Young girls are sold to brothel owners for similar amounts of money. Maybe more... $50 or $75... To us it's a night out. The people in developing countries, it's 3 months wages. And it's the cost of buying and selling a 12 year-old-girl into a life of forced prostitution. Rape for profit.

I think of these stories when I look around our country at the thousands (millions) of dollars we spend (waste) on superfluous things. I wonder if we will ever stop to ask ourselves if there isn't a better use of our money? Will we ever seriously consider the possibility that we could use our wealth for something more valuable than a new Coach purse, a plasma screen TV or a fancy cup of coffee?

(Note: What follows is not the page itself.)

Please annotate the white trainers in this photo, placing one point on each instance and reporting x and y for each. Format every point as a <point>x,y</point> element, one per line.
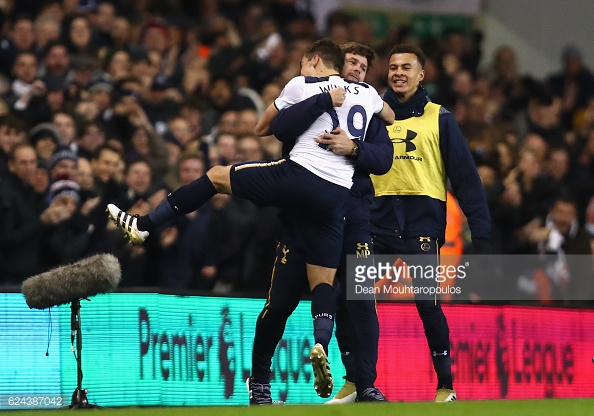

I'm not suggesting that we pay off corrupt slave owners; that would only compound the problem. But it should give us pause when we realize that the same amount of money we spend on dinner at our favorite restaurant could spare someone from the horrors of slavery.

There are organizations like International Justice Mission that, for the price of a Red Wings ticket, can secure someone's freedom from a slave owner or a brothel. They can conduct an investigation, and gather the evidence necessary to put a trafficker in jail. All for the price you or I would spend for a night of entertainment.

We have the means to end slavery and human trafficking in our lifetime. But first we have to consider whether freedom is more important than a latte. Will we look back and regret all that we could have done?